In many cases, pregnancy and nascency are long and uncomfortable, but ultimately uneventful processes (that is, upwards until your baby'southward large debut). Merely sometimes, pregnancy or labor complications tin cause an unborn baby to become into fetal distress, which can be dangerous and may require immediate delivery.

Here's what yous need to know about this relatively rare complexity, including tips to reduce your risk.

What is fetal distress?

Fetal distress (what doctors prefer to call "nonreassuring fetal condition") is when your practitioner is concerned that your babe's oxygen supply may exist compromised in utero before or during labor. Oxygen deprivation can result in decreased fetal heart rate and requires immediate action to protect your baby.

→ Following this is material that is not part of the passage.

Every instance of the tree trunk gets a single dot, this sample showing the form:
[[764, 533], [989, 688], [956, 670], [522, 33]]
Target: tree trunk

What causes fetal distress?

Fetal distress may exist acquired past a number of factors, including:

  • Intrauterine growth restriction (IUGR)
  • Preeclampsia
  • Placental abruption
  • Uncontrolled diabetes
  • Too much amniotic fluid
  • Depression levels of amniotic fluid
  • A pregnancy lasting longer than twoscore weeks
  • Labor complications, including labor going as well speedily or lasting too long
  • Umbilical cord prolapse, compression or entanglement
  • Staying in a position (usually flat on your back during labor) for a long period of time, which somewhen puts pressure level on your major claret vessels and cuts off oxygen to your babe

What are the signs of fetal distress?

Y'all may be experiencing signs of fetal distress if you lot or your doc notes that:

  • Your baby has a decreased heart charge per unit
  • Your baby has a different (on nonexistent) blueprint of fetal movement later on week 28
  • Your water breaks and is dark-green-brown (that's baby'southward kickoff poop; some babies who laissez passer this meconium while still in the uterus may exist in distress)

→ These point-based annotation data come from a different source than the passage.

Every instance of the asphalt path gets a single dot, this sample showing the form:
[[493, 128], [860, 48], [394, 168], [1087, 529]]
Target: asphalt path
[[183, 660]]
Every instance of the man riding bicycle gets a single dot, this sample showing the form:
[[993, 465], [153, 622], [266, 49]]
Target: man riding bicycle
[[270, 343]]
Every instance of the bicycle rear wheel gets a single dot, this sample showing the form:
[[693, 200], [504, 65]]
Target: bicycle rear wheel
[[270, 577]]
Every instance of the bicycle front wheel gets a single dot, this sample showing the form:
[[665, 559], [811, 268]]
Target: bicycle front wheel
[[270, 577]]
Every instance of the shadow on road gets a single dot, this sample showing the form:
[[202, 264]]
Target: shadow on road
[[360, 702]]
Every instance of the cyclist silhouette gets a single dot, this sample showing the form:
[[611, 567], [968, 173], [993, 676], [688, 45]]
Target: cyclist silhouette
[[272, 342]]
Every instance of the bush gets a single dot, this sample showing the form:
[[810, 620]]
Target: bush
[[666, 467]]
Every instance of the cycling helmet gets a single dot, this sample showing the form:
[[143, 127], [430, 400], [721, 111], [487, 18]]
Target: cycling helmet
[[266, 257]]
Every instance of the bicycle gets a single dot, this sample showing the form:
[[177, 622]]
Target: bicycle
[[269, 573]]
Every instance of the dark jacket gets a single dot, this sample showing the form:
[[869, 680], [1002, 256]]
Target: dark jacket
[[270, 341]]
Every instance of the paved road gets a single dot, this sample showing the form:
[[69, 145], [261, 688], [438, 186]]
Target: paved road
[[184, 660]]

The only way to know for sure that your baby's in fetal distress is with a continuous fetal monitor, performing a nonstress test or with an ultrasound and performing a biophysical profile.

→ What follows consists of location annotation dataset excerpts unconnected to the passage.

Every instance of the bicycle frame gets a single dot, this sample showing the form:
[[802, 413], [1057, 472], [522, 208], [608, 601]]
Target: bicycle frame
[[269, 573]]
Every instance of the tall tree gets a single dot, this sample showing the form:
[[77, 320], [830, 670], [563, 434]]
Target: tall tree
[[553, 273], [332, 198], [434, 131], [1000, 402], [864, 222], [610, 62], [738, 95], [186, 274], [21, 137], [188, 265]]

Who is virtually at risk for fetal distress?

Several conditions may put your baby at increased adventure for fetal distress, including:

  • IUGR
  • Too much or besides little amniotic fluid
  • Preeclampsia
  • Uncontrolled diabetes
  • Placental abruption
  • Umbilical cord problems
  • A long or complicated labor
  • An overdue pregnancy

What can you do if your baby is in distress?

If yous've noticed a change in fetal activeness or your boot count is off and you're concerned, telephone call your practitioner right away. Also reach out immediately if your water has cleaved and is greenish-brownish, which means it's stained with meconium.

When you arrive at your practitioner's office or the hospital, y'all'll get placed on a fetal monitor to check whether your baby is actually showing signs of distress. You may also receive supplemental oxygen to help oxygenate your blood, every bit well as Iv fluids, which should help regulate your baby'due south heart charge per unit. (These same steps will exist taken if your doctor notices your babe's in distress during a routine checkup or nonstress test.)

If you're already in labor, you may exist told to switch positions. Yous may as well be taken off of contraction-inducing drugs (oxytocin) or given a medication to deadening contractions.

If these techniques don't work, the all-time treatment is a quick delivery, often by C-section.

Is there anything y'all can do to prevent fetal distress?

While yous tin't foreclose fetal distress, you lot tin can lower the odds information technology'll happen to yous by going to all of your prenatal appointments and post-obit your doctor's recommendations for a healthy pregnancy. These tips are especially important if y'all've been diagnosed with a condition that increases your take a chance of fetal distress, similar preeclampsia or gestational diabetes.

Many people don't necessarily notice a baby is in fetal distress, and so an increasing number of prenatal appointments during the last few weeks of pregnancy allows your dr. to monitor your baby's center rate, measure your abdomen and inquire you about your baby's movements to ensure everything'southward going as expected. A baby with a strong, stable heartbeat with appropriate movements is doing well.